Data Transfers to the United States Remain Subject to Indonesian Regulations

The government has affirmed that data transfer processes agreed upon in the Agreement on Reciprocal Trade (ART) between Indonesia and the United States remain subject to domestic regulations. The relevant domestic regulation is Law Number 27 of 2022 on Personal Data Protection (PDP).

Data transfer is one of the commitments signed by Indonesia and the United States on 19 February 2026. The data transfer provisions are set out in Article 3.2: Data Transfers, under Annex III: Specific Commitments, Section 3. Digital Trade and Technology.

The article states that Indonesia will provide certainty regarding the ability to transfer personal data outside its territory to the United States by recognising the country as a jurisdiction that provides adequate data protection under Indonesian law.

Spokesperson for the Coordinating Ministry for Economic Affairs Haryo Limanseto explained that the data referred to in the agreement pertains to data required for business operations or application systems. According to Haryo, cross-border data transfer is a key piece of infrastructure for e-commerce, digital financial services, cloud computing, and other digital services. “This means there is no surrender of data sovereignty,” Haryo said, as quoted from a written statement on Monday, 23 February 2026.

Haryo assured that the process of transferring data, whether physically or digitally through cloud transmission and cables, would be carried out within a framework of secure and reliable data governance. This process, he said, would be conducted without compromising citizens’ rights.

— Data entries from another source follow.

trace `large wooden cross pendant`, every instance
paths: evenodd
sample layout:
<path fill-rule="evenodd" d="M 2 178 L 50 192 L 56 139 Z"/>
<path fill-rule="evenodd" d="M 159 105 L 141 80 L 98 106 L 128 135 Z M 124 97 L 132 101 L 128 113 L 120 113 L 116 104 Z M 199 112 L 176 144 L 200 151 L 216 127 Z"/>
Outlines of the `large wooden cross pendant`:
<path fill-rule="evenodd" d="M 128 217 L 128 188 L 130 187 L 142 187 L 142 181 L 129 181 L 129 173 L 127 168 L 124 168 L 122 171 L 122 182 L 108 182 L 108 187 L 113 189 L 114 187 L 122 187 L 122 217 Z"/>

He considers that regulatory certainty on data transfers can strengthen Indonesia’s position as a digital economy hub in the region. Haryo explained that global technology companies require regulations that facilitate cross-border data processing with adequate data protection. “With credible governance, Indonesia can attract investment in data centres, cloud infrastructure, and other digital services,” he said.

The PDP Act does not prohibit the transfer of personal data from Indonesia overseas. The regulation governing data transfers is contained in Article 56. Paragraph 1 states that Personal Data Controllers may transfer personal data to controllers or processors of personal data outside Indonesian jurisdiction in accordance with the provisions of the law.

Article 56 paragraph (2) stipulates that personal data controllers must ensure that the country where the receiving controller and/or processor of personal data is domiciled has personal data protection that is equivalent to or higher than that provided under the PDP Act. If this condition is not met, the personal data controller must ensure that adequate and binding personal data protection measures are in place.